第二十八章 帰還



 予言書を手にしたリミオスが言葉を続けた。

「だが、どれだけ生きても世界は変容しない。そして同じように私たちも変わることなく生き続ける。……無駄な生だ」

「だから罪悪を知らしめるよりも、最も効果的な方法を選択しただけだ」

「……それが『時の器』?」

 床についた手が段々と冷たくなっていく。そして明らかになる事実が、心をも冷やしていった。

 リミオスの静かな声が反響する。

「アルフィニオスとユアロの二人には恨みしかないけどね、彼らは二つだけ良いものを残してくれた。一つはこの予言書だ」

 アスに表紙を向けて予言書を示す。

「知っての通り、私たち同様、これもアルフィニオスの呪いを受けている。子供の頃に見た姿と違って驚いたかい?」

 驚いたと素直に言うことも出来ずに予言書を注視する。それを肯定の印と受け取り、リミオスは言葉を続けた。

「私たちと同じだけの時を過ごしてきたのだから、これが本来の姿なんだよ。
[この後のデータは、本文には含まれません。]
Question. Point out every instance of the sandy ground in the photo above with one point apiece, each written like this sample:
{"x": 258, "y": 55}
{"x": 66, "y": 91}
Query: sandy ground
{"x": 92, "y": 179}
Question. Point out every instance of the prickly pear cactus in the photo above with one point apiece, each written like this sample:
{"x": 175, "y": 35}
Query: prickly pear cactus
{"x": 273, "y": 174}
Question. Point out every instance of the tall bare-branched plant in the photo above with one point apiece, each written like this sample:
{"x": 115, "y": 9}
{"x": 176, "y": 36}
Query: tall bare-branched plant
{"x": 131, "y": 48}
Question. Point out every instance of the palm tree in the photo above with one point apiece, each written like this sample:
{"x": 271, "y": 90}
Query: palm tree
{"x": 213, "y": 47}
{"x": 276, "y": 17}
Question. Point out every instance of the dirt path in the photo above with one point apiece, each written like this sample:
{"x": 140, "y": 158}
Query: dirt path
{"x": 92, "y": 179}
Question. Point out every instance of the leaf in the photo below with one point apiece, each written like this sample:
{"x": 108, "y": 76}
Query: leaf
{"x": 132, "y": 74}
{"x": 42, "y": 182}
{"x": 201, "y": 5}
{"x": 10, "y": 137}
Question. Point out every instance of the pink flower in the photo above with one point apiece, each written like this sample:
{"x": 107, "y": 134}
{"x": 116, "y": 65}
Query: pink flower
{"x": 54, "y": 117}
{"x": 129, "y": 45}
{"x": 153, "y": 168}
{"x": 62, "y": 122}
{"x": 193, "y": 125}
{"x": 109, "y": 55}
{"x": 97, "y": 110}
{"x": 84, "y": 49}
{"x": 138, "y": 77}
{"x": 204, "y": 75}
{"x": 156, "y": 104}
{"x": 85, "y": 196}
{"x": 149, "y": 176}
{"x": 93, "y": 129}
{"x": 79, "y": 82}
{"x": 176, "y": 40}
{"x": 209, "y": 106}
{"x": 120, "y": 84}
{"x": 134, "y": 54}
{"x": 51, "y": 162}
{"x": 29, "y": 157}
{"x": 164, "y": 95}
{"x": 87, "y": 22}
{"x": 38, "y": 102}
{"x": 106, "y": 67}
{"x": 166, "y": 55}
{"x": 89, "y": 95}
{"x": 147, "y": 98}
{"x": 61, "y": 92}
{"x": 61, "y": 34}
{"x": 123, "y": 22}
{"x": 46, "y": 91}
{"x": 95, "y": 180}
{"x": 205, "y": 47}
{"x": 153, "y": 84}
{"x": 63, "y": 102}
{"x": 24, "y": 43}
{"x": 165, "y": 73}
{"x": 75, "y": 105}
呪いによって封を施され、子供の頃に君が見たような美しい姿を保つことが出来たが、『時の神子』が現れると呪いに綻びが生まれる」

「予言書を読めるというのはそういうことだ。呪いによって隠されていた文が見えるだけのこと。それが出来るのは『時の神子』の力を持つ者のみに限られる。今までそうやって『神子』を見つけてきた」

「そしてどうにか予言書をエルダンテの国宝にまで仕立てあげ、自らもエルダンテの国政に関与出来る地位まで入り込めた。ただ、今回は少し間違ってしまったけどね。だから君を真に目覚めさせるのに色々と策を講じたよ」

「……じゃあティオルも」

 リミオスは目を伏せて小さく笑う。

「恨みたいなら心のままに恨めばいいものを。可哀想な人だ」

「お前……っ!」

 アスは思わずかっと頭に血が上り、飛び掛ろうとした。だが、カラゼクの法力により体の自由が利かず、飛び掛ろうとする勢いのままリミオスを睨む。

 自身を睨む目を面白そうに眺め、リミオスは予言書を置いた。